Representative Marzian asked if there was any consideration to getting donors to match Bucks for Brains money. Dr. Molfese said they are looking at options, but that would be an excellent option. Representative Marzian asked how much money would be needed in the education budget for these programs. Dr. Molfese estimated the expenses to be approximately a half a million dollars a year, and recover at least half of that amount through fees charged for the childcare, and other identified revenue sources.
Dr. Townley said research shows that children make rapid gains in the first five years of life. She said funding for K-12 is subsidized heavily, but Kentucky does not allow any subsidies for before kindergarten. Kentucky sends the message to parents that it is their responsibility.

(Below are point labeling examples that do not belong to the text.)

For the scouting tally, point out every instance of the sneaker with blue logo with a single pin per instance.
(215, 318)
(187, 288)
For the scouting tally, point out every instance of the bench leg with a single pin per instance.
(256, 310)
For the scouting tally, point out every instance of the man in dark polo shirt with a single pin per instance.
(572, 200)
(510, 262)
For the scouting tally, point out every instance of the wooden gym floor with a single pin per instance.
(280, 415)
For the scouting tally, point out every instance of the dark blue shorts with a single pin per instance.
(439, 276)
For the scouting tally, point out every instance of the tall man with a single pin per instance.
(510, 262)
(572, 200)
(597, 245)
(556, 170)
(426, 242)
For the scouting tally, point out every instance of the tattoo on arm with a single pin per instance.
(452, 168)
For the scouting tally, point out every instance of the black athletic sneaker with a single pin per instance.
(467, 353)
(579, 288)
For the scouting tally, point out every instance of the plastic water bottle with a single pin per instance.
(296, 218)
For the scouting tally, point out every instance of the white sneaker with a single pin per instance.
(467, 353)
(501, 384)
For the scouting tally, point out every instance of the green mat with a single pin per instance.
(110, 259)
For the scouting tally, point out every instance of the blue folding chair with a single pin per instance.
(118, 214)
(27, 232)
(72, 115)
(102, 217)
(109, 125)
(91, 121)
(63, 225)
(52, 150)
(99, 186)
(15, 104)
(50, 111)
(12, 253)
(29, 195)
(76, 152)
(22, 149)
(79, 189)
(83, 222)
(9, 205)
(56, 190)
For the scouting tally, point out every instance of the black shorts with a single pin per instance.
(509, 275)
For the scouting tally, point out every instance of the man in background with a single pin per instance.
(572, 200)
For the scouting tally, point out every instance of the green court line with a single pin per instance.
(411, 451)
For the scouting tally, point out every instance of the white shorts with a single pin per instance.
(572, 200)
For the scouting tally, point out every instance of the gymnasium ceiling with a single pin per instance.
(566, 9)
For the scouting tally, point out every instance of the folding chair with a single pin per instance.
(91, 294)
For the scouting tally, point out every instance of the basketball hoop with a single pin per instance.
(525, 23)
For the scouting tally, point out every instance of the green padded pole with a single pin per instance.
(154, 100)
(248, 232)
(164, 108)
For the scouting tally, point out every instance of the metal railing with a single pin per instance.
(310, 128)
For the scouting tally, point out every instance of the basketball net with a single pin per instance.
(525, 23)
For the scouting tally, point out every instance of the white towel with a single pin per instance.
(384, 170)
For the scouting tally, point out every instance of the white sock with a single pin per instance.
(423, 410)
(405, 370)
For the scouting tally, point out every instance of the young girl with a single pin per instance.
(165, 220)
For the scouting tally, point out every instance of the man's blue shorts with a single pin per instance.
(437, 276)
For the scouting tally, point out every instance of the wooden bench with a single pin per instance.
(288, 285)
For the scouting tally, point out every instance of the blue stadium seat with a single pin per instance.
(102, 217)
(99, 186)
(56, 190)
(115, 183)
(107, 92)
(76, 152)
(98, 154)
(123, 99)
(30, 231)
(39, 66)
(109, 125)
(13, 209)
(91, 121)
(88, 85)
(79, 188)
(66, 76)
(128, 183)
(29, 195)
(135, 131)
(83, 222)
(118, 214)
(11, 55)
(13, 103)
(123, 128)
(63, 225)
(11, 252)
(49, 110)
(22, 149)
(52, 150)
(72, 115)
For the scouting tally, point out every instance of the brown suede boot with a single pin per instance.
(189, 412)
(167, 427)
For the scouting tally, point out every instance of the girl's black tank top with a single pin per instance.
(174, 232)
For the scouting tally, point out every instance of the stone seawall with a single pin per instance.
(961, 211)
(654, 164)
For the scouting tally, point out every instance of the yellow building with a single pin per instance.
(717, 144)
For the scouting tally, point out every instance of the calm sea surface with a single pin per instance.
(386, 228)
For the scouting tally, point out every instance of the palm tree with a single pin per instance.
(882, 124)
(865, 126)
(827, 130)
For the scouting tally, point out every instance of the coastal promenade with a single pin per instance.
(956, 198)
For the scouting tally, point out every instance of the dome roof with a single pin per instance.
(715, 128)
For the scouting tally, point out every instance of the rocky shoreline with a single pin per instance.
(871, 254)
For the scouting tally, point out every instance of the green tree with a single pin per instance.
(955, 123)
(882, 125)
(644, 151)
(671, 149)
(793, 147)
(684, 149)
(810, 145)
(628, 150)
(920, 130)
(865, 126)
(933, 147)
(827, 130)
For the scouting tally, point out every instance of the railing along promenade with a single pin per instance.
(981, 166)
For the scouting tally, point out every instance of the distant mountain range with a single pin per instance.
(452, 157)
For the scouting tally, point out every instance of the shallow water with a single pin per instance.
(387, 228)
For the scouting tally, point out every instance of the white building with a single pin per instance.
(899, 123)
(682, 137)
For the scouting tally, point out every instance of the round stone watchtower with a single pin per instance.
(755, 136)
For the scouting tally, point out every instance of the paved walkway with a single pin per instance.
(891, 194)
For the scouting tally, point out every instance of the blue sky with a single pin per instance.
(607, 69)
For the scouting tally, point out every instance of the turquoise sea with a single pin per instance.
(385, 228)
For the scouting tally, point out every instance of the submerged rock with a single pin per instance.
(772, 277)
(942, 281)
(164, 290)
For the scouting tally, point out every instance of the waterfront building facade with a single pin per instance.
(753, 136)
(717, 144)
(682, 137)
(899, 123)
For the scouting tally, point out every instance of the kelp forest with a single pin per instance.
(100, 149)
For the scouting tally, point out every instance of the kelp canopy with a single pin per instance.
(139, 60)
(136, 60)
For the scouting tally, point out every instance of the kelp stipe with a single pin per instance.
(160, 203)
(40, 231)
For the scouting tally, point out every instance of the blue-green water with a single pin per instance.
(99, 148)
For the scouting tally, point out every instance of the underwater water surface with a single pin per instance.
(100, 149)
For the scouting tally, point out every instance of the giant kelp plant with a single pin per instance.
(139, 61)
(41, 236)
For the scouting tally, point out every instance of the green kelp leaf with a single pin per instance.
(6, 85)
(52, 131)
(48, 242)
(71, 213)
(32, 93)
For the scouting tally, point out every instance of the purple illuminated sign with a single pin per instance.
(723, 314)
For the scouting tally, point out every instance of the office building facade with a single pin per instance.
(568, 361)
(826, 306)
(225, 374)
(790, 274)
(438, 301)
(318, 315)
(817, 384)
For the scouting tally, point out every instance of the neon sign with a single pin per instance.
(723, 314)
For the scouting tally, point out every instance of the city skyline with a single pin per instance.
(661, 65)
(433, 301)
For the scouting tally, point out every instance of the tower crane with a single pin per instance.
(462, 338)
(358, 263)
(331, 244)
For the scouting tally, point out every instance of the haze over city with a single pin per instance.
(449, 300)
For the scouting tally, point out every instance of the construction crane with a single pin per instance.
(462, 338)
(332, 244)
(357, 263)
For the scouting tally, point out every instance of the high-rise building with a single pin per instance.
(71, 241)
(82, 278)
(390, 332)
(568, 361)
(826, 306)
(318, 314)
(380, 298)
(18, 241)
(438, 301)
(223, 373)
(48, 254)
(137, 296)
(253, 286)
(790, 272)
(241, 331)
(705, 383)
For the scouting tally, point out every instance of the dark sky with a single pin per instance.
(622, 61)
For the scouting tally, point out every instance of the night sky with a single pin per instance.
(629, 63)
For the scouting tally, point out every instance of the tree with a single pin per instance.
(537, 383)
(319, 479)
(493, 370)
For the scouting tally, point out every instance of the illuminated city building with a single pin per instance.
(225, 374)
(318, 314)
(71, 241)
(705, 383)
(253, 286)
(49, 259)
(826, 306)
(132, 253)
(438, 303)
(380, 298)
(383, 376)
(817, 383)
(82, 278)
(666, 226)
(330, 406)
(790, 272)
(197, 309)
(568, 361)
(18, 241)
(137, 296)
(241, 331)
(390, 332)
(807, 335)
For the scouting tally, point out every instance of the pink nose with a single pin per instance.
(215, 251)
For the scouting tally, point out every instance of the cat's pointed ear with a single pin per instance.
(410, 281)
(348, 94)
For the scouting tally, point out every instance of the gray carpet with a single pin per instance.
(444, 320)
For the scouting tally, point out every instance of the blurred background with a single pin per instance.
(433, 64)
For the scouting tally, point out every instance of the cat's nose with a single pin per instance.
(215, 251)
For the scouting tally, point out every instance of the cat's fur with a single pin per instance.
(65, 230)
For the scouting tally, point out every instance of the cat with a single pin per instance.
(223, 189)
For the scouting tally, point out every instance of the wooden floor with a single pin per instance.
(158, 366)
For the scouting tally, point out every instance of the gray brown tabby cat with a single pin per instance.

Representative Wuchner asked UK representatives if 16 percent of the students were served in the program from the general population in the center laboratory? Ms. Wilson said 16 percent of the children served at the center are children of parents who are students of UK. Representative Wuchner asked where the other percentage of students came from. Ms. Wilson said they are children of staff, faculty, and people from the community. Representative Wuchner asked why there are not more children of students in that program. Ms. Wilson said it is a cost issue.
Representative Siler asked Dr. Leggett about expanding services to extended campus sites because these sites have the majority of the non-traditional students who need childcare. Dr. Leggett said there is a desire at the institution to do it, but no funds.
Representative Miller commented that the university programs are not really serving that many people. They need to think about using the public schools for space for early childhood programs. He said the programs need more money and resources put into them, and need to serve more people.
Representative Marzian asked if anyone from the Council on Postsecondary Education (CPE) was in the audience that could answer a question. She asked if these expenses could be included in the budget as a line item. Ms. Lee Nimocks, Assistant Vice-President, CPE, said she would find out and get back with Representative Marzian.
With no further business before the committee, the meeting adjourned at 11:50 a.m.